И в его руках я наконец согреваюсь, могу быть слабой и улыбнуться сквозь слезы, услышав легкий шепот:
— Я же обещал, лагиза…
Глава 35
Мама, па, Димка.
От них я знаю тысячу и одну сказку о пациентах, о тяжелых случаях, о смешных ситуациях. О многом, но не о дежурствах.
Почему за столько лет никто из них мне рассказал, как это бывает… тяжело?
Невыносимо.
— …ты никогда не упоминал, какие они… пациенты, — я выдыхаю с отвращением и от переполняющей ярости жмурюсь, — и мама с па тоже. Вы молчали, а я думала, что кинутый стул — это апогей, но словами кидать можно гораздо больней. Прицельней…
И бешенство от этого меня ослепляет.
Или солнце.
Оно, августовское и дополуденное, сверкает на ярко-синем полотне неба невыносимо ярко, пригревает. И во все еще неснятом халате жарко и на подоконнике одного из многих больничных аппендиксов сидеть неудобно, но… кнопок много и для телодвижений еще нужно найти силы.

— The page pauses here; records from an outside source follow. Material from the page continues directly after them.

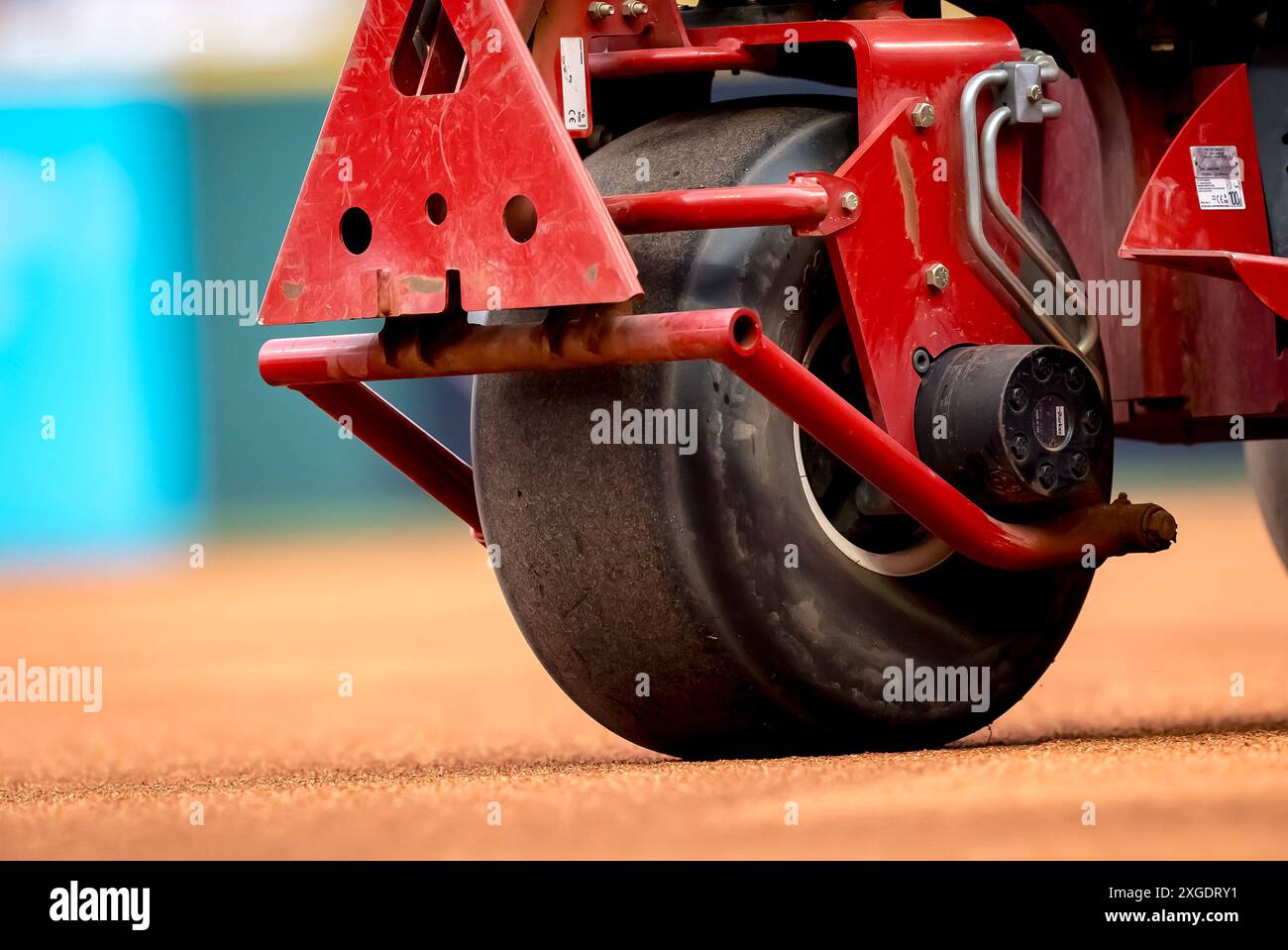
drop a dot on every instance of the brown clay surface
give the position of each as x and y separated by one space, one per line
222 688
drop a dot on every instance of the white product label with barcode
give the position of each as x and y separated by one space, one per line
1219 176
572 73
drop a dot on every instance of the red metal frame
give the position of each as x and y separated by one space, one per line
494 138
497 136
1203 348
1171 229
326 369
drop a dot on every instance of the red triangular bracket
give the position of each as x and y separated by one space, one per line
386 154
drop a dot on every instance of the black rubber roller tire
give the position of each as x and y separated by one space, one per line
658 588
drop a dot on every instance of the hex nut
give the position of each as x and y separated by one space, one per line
936 277
922 115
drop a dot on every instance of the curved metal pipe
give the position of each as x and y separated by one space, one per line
1030 316
1029 244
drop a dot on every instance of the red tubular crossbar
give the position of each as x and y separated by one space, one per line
327 369
726 54
797 205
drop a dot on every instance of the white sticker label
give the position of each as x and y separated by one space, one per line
1219 176
572 75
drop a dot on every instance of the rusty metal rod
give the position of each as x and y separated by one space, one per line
732 338
465 349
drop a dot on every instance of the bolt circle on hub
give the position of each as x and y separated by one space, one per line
1024 426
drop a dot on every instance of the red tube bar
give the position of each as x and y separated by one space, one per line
329 369
798 205
402 443
861 443
726 54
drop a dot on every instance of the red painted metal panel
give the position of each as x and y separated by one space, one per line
385 152
1170 226
912 211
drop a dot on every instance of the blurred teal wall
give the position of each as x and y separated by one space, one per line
99 396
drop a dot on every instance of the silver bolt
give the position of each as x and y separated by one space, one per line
922 115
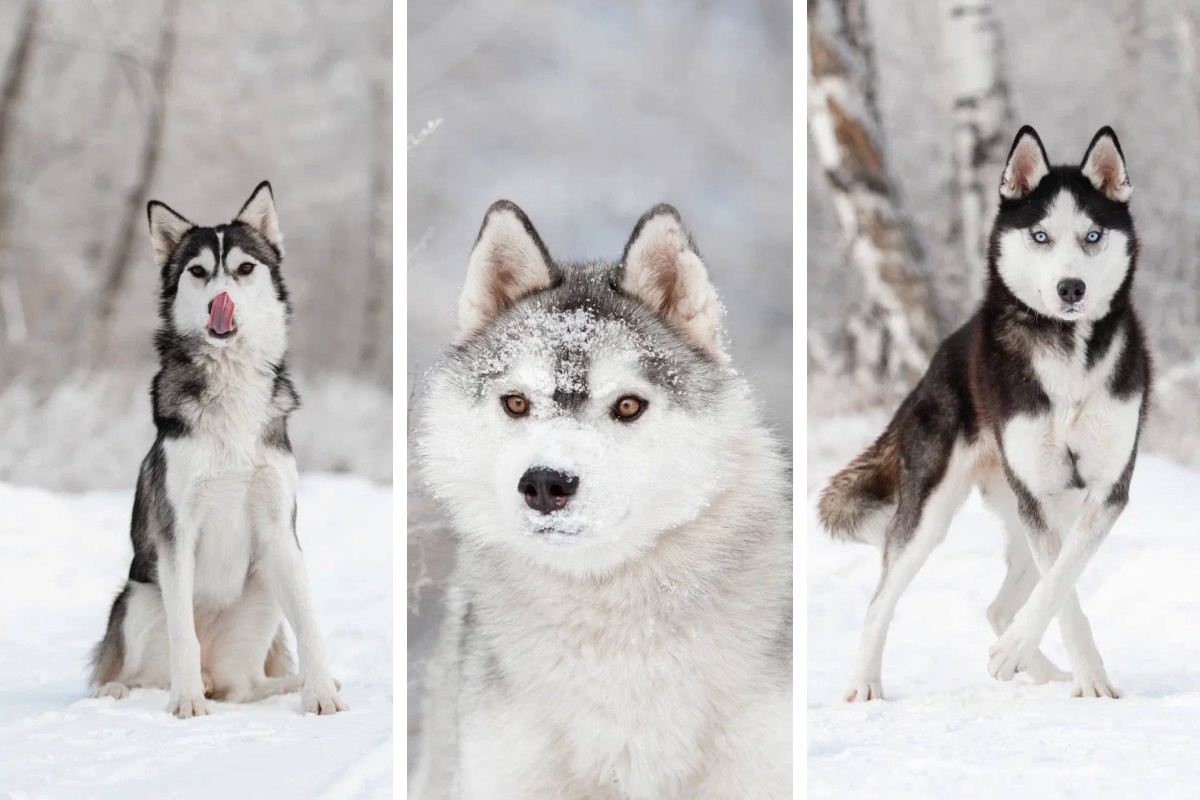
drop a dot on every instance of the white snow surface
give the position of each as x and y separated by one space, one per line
947 729
64 557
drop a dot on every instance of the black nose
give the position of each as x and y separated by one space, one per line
547 489
1072 289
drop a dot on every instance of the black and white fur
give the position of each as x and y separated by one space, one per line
631 642
1038 400
216 561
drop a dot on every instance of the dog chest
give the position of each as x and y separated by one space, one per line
1081 445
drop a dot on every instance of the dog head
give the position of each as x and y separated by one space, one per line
1063 241
586 408
222 287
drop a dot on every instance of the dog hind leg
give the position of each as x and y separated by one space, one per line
928 504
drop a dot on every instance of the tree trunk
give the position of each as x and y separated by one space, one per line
897 326
983 120
133 210
15 78
377 331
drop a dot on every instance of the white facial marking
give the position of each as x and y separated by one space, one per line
259 318
1033 270
636 479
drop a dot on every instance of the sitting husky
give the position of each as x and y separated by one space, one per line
1038 400
619 620
216 560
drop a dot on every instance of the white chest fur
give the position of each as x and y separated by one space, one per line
1085 439
215 475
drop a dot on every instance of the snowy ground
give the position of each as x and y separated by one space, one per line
63 559
947 728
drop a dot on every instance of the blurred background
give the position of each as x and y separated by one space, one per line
107 104
587 114
912 108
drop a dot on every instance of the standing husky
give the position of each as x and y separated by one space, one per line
216 560
1038 401
619 621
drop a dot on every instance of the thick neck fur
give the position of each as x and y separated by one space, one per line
240 395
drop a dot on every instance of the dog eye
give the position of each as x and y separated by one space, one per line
515 405
629 408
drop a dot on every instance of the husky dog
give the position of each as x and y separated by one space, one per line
619 621
216 560
1039 401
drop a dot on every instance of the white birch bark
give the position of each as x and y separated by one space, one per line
895 330
983 119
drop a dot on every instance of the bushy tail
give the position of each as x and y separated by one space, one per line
859 500
108 656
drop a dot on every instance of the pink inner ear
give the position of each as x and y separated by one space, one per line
1107 170
1023 168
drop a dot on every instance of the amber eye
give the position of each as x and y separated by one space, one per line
629 408
515 404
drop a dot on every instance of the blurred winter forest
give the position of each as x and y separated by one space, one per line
912 108
107 104
587 114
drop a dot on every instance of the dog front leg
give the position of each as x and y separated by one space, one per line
288 581
1055 595
177 577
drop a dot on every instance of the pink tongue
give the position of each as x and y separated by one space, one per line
221 316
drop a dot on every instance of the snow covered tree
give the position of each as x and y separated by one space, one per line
895 328
983 119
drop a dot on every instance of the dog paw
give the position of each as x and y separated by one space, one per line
322 698
189 707
1043 671
114 690
863 690
1095 686
1013 653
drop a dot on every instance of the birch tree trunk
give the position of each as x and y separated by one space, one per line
133 211
983 121
375 353
895 330
16 76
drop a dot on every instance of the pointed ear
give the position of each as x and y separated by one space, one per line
661 268
1104 166
1027 164
508 263
259 214
167 229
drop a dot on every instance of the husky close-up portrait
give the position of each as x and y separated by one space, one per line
619 618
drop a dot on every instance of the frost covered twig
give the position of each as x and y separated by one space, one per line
415 139
897 325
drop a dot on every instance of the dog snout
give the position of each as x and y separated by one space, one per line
547 489
1071 290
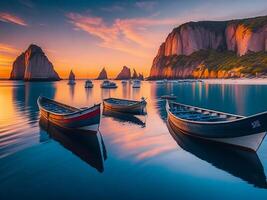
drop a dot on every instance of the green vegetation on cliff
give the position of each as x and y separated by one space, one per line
251 63
251 23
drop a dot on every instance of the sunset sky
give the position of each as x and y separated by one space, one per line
88 35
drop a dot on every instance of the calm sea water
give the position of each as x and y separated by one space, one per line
133 157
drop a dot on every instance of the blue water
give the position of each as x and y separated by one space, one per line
132 157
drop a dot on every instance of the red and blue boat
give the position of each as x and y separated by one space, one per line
69 117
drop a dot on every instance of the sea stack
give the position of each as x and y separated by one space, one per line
135 76
125 74
141 77
102 75
33 65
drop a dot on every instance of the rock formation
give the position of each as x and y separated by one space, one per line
102 75
124 74
140 77
194 49
134 76
33 65
18 68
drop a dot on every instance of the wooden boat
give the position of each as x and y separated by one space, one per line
236 161
88 147
169 97
69 117
124 105
88 84
246 132
125 117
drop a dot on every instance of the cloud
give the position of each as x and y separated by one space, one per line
128 35
27 3
7 49
9 18
114 8
146 5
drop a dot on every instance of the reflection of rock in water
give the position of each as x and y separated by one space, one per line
72 90
238 162
25 97
124 117
83 144
89 93
157 91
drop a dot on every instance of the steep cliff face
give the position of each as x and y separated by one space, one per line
178 56
33 65
242 39
102 75
124 74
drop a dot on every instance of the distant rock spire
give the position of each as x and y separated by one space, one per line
102 75
124 74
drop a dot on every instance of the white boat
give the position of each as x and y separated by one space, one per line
88 84
108 84
136 83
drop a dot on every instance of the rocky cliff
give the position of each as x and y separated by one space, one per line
102 75
33 65
194 49
124 74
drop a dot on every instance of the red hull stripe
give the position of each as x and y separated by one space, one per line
86 116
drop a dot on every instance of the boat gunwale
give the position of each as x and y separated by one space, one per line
209 123
129 100
80 111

— …должны, должны, должны. Кто и что? Почему нас учат разговаривать с ними, а их нет? Почему им можно сказать все, что угодно? И главное, знаешь, они уверены в этом своем праве говорить абсолютно всё, они уверены, что умнее, что мы тупы и работать не хотим, — я смеюсь.
Зло.
Сжимаю телефон до побелевших пальцев.
И шелест кленов за открытом окном… утешает, успокаивает, давая перевести дыхание, а ветер с запахом почему-то луговых трав и леса холодит горящие щеки.
— … я никогда не думала, что может быть так…
Мерзко.
И противно.
Второе дежурство выпало на вторник, и из врачей была Лилит.

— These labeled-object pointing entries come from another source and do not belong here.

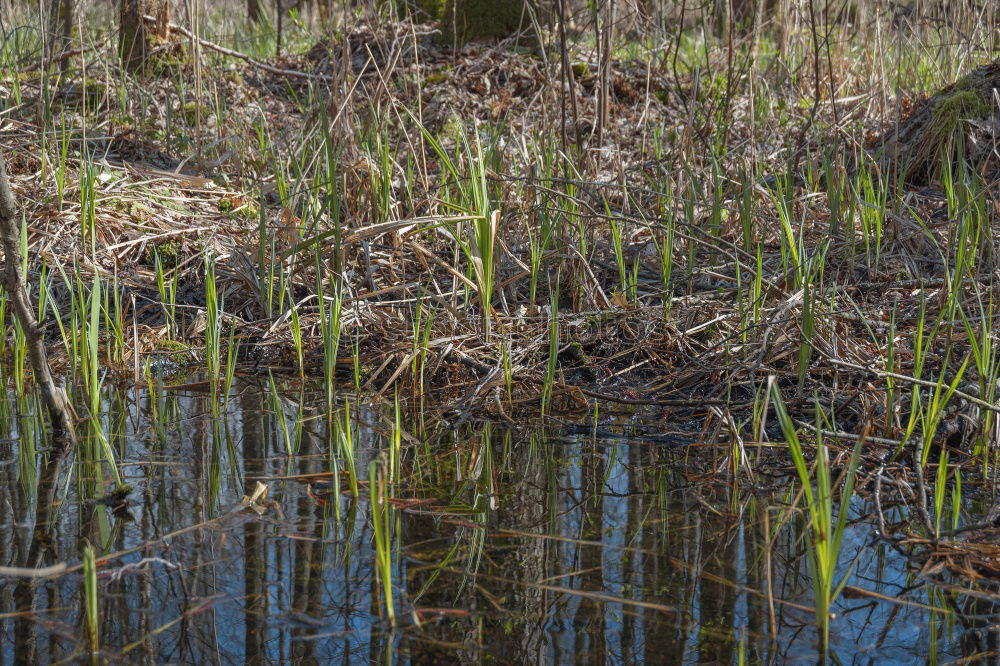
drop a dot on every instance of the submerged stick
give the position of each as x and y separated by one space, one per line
13 283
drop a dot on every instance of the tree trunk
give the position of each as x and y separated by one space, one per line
136 38
253 10
13 283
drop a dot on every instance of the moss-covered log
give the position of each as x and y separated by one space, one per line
136 37
961 119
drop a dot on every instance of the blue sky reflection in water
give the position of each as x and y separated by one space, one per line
547 547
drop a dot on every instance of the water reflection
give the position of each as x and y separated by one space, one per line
535 547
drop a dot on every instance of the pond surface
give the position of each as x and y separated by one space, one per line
555 545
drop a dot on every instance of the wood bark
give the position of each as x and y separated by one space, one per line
54 397
253 10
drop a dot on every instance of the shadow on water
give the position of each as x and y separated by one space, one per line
555 546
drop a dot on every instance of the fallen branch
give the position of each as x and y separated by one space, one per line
173 27
54 397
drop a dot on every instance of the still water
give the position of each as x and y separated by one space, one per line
527 545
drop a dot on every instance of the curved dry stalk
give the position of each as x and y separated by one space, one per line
55 397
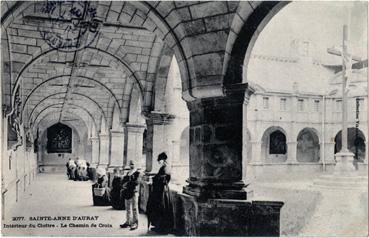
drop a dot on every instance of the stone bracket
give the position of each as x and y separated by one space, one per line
227 217
159 118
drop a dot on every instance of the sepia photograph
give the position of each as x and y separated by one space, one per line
184 118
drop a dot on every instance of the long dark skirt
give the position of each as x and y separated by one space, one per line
101 200
160 210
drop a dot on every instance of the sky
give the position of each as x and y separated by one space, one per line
318 22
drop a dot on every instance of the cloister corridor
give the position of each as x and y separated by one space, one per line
54 196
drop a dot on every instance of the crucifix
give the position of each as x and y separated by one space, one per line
346 73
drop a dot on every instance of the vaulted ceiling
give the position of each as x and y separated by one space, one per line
85 60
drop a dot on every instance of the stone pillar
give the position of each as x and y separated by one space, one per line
246 141
329 152
366 152
256 152
155 137
104 150
135 143
216 146
291 152
117 148
214 202
95 150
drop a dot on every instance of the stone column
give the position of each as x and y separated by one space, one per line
246 142
216 146
117 148
104 150
135 143
366 152
214 202
256 152
291 152
95 150
156 122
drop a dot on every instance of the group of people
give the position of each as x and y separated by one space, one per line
124 193
78 169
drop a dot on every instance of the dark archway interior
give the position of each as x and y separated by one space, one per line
308 147
356 143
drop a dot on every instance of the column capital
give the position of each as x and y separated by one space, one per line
248 92
137 128
159 118
103 136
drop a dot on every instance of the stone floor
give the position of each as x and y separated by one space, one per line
54 195
336 213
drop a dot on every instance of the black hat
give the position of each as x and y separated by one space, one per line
162 156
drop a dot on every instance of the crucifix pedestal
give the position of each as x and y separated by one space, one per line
344 158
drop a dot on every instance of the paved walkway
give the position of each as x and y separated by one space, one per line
54 195
340 213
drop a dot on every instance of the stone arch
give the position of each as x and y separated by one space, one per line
133 75
308 148
116 123
61 76
274 145
249 21
356 143
52 117
248 145
155 94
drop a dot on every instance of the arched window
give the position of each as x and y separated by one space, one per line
277 143
59 139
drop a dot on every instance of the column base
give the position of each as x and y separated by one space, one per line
226 217
216 190
344 163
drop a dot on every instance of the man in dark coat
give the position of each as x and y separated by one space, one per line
102 182
117 201
159 205
130 187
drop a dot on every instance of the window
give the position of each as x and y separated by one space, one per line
277 143
265 102
59 139
338 105
359 104
300 105
305 48
316 105
283 104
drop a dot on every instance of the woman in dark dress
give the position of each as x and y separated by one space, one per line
159 205
102 182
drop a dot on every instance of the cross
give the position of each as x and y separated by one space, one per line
346 71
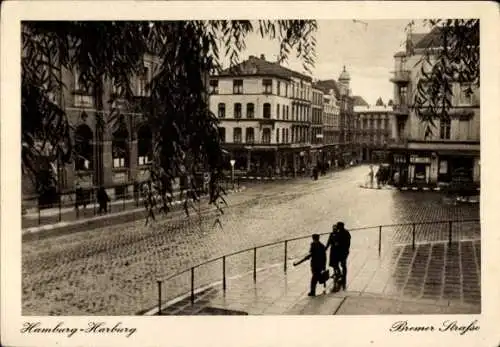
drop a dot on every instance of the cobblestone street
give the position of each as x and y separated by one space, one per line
113 270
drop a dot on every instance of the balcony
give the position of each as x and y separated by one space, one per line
401 77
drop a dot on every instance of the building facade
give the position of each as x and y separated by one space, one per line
265 116
116 157
374 128
451 153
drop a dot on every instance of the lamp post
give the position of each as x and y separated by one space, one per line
232 161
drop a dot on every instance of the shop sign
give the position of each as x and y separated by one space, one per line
399 159
419 160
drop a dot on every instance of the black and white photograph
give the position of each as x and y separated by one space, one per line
249 167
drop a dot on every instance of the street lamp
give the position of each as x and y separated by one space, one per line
232 161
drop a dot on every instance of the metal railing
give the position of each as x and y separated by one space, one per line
404 233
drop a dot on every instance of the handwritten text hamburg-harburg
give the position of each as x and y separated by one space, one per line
92 328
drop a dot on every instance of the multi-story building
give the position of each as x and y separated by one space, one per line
375 131
317 136
330 121
117 156
451 152
265 116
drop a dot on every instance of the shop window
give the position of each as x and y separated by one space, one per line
250 135
119 146
144 145
237 135
250 110
222 110
444 129
222 134
266 135
83 148
237 86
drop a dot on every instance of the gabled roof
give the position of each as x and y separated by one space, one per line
326 85
359 101
432 39
261 67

Не дающая спуска, железная и невыносимо строгая Лилит.
Лилиана Арсентьевна, что в одиннадцать вечера заглянула в сестринскую, где я учила тесты к предстоящему зачету по практике, и позвала ужинать.
Меня и Татьяну Сергеевну, которая на посту заполняла журнал и шепотом подтвердила, что все спокойно.
Все спят.
Тишина.
Пустой длинный коридор, вереницы окон — справа, двери — слева. За окнами непроглядная и вязкая августовская ночь.
Черная.
И белая лампа на посту ее едва рассеивает.

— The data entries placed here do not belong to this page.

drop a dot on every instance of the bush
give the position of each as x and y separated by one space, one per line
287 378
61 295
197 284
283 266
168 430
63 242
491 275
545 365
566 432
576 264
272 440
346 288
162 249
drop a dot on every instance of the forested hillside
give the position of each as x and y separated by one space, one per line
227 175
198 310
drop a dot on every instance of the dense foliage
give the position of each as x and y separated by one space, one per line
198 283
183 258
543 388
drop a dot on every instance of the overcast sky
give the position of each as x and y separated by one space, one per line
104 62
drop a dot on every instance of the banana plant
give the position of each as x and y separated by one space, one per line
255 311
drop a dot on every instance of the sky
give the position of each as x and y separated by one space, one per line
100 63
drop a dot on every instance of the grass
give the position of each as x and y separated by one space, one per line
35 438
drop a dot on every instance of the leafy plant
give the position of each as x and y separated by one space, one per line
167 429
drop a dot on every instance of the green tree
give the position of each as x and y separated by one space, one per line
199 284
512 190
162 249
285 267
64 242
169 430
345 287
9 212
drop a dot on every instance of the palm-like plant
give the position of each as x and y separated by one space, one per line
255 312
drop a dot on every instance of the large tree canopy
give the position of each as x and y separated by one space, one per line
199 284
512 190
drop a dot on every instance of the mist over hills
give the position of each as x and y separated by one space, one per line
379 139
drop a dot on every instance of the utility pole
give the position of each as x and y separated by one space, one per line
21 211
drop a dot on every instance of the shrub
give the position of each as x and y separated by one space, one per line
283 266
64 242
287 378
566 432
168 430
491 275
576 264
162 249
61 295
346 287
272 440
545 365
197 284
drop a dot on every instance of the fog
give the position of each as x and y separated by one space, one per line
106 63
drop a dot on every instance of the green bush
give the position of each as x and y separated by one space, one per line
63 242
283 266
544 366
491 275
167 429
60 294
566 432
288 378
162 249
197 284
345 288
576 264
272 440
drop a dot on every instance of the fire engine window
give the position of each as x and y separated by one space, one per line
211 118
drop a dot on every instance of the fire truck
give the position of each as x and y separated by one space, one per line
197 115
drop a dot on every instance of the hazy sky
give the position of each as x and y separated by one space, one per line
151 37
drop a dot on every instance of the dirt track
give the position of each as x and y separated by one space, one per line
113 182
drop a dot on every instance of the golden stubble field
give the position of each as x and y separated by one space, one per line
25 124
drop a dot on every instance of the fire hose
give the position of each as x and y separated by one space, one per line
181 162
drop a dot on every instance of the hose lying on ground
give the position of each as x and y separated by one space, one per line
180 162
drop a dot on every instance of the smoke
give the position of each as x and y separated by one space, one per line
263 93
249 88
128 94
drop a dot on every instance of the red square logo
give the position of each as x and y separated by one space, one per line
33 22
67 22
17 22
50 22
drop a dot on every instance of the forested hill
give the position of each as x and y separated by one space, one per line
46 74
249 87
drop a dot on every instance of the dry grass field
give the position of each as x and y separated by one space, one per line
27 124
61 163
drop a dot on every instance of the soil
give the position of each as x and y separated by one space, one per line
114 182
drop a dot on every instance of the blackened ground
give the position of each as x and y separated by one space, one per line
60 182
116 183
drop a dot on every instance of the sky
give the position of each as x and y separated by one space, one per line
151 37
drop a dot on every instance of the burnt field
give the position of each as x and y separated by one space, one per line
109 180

Густятся тени под потолком, навевая ощущение таинства, чего-то запредельного и сакрального. Ночь меняет многое, и больницу стороной не обходит, искажает время и восприятие.
Вселяет мысли.
И в череде окон мое отражение скользило и слепило белым пятном, призраком, что едва слышно шептал всплывшие в памяти стихи:
— Справа раскинулись пустыри, с древней, как мир, полоской зари[1]…
До зари еще далеко, и обеденный зал с перевернутыми на столах стульями показался ирреальным, фантасмагоричным.
Мрачным, и желтый неровный свет из кухни лишь заострил это, высветил плитку с черными ромбами, на которые по детской привычке я не наступаю.
Лава, обожжешься, проиграешь.
— Слева, как виселицы, фонари. Раз, два, три…
Чудно.
И, пробираясь между столами, я не могла вспомнить, когда это учила.
Откуда знаю?
— Мы с Колей на выходных в лес ездили, за опятами… — Татьяна Сергеевна рассказывала живо и контейнеры из холодильника проворно доставала. — Я ему говорю: «Коль, какие опята в начале августа? Порядочные люди за ними по осени ходят!», а он уперся и все: «Ночью морозило, они пошли». И представляет, оказался прав! Опята…
Она засмеялась, и от ее негромкого грудного смеха повеяло теплом и уютом.